Here are Some Information or Study About Eggs’ Cholesterol Isn’t Unhealthy for the Heart.
A new research suggests that the once-maligned egg is not a heartbreaker after all.
The Finnish researchers said that even the APOE4 gene carriers, who have increase dietary cholesterol
sensitivity, don’t seem to have anything to worry about regarding the impact of eggs and any other
dietary cholesterol on heart health.
The findings tracked the 20-year plus of dietary habits tracking among over 1,000 middle-aged Finnish
men. All of them have healthy heart at the first part of the study and about one-third of them are APOE4
gene carriers, the researchers said.
“It’s quite popular that intake of dietary cholesterol has modest impact on the levels of blood
cholesterol or intake of eggs have not been linked with higher risk of heart disease in most of the
studies,” said by Jyrki Virtanen, the study author. He’s an adjunct professor about nutritional
epidemiology at University of Eastern Finland Institute of Public Health and Clinical Nutrition in Kuopio, Finland.
According to him, the intake of dietary cholesterol has much greater impact on the levels of blood
cholesterol among the APOE4 gene carriers. Therefore, it was assumed that the intake of cholesterol
might have a greater impact on the risk of heart disease among those kinds of people. However in their
study, they didn’t find any increased risk even among the APOE4 gene carriers.
Although the study did not find a connection between the dietary cholesterols and the adverse heart health, the researchers said that they we not able to prove that the dietary cholesterol doesn’t have a notable impact on the cardiovascular diseases.
Jyrki Virtanen together with his colleagues reported these findings in the American Journal of Clinical Nutrition in its Feb. 10 issue. The University of Eastern Finland provided the funding of the study, and there was no funding made from the egg industry sources.
Finland has a higher than the average number of APOE4 gene carriers, with about one-third of population is being affected. But only a little is proven on whether the intake of dietary cholesterol might affect the heart health of APOE4 gene carriers, the researchers noted.

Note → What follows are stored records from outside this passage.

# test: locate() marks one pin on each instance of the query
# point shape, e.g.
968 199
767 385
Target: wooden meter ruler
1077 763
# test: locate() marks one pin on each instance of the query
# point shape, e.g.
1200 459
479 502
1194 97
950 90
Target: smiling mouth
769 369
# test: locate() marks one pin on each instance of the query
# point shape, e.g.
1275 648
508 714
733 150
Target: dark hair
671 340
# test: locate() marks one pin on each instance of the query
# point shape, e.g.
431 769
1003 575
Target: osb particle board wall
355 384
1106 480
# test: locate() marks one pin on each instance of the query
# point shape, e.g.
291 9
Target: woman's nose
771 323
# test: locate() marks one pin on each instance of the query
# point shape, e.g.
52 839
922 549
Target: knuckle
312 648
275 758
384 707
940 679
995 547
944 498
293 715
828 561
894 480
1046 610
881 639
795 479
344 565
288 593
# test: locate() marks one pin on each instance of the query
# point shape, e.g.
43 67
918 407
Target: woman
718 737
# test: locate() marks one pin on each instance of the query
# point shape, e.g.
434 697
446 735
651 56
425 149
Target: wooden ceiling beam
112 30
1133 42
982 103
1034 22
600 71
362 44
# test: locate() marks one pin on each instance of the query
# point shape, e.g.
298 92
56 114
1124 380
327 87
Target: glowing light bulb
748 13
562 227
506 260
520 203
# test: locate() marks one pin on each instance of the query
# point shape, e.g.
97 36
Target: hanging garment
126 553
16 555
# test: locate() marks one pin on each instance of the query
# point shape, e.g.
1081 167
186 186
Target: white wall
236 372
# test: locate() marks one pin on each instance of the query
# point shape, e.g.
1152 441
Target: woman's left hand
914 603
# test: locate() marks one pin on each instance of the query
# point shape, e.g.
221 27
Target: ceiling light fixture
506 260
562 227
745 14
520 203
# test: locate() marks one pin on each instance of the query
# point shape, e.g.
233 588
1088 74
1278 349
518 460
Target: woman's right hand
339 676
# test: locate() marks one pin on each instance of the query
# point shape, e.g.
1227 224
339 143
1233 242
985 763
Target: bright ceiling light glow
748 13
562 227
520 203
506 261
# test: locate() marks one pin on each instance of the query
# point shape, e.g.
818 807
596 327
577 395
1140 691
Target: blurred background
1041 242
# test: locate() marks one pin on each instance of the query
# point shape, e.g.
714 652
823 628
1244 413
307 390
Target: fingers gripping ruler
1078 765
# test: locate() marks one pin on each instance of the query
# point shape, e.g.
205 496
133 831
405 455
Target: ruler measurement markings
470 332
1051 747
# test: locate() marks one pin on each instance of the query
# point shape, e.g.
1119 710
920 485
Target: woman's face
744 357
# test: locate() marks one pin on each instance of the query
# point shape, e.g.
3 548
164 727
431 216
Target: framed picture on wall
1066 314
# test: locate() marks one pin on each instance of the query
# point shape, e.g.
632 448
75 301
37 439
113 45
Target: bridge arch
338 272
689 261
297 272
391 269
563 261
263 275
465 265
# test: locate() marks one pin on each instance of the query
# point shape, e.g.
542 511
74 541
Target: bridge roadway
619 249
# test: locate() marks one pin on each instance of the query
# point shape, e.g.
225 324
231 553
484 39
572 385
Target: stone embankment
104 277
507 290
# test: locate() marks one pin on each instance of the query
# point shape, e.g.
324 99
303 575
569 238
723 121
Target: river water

The new study involved people between the ages of 40 and 60, and they found out that the average dietary cholesterol consumed was 398mg. No one was reported to consumer more than 1 egg daily, on average. In 1 medium-sized egg, it has approximately 200mg of cholesterol, the researchers said.
At the end of 21 years of tracking, , 230 men had experienced heart attack, but the researchers were so
determined that neither the eggs habits, nor the overall consumption of cholesterol, had any connection on the heart attack risk or the heart disease risks like hardening of arterial walls.
Jirky Virtanen also noted that no one from the research participants experienced diabetes or heart disease at the launch of study. He said that there is some data from other study population that
cholesterol intakes might increase the heart disease risks among the diabetic; that’s why their study isn’t a license to eat as much eggs or cholesterol as one likes, study shows that eggs’ cholesterol isn’t unhealthy for the heart.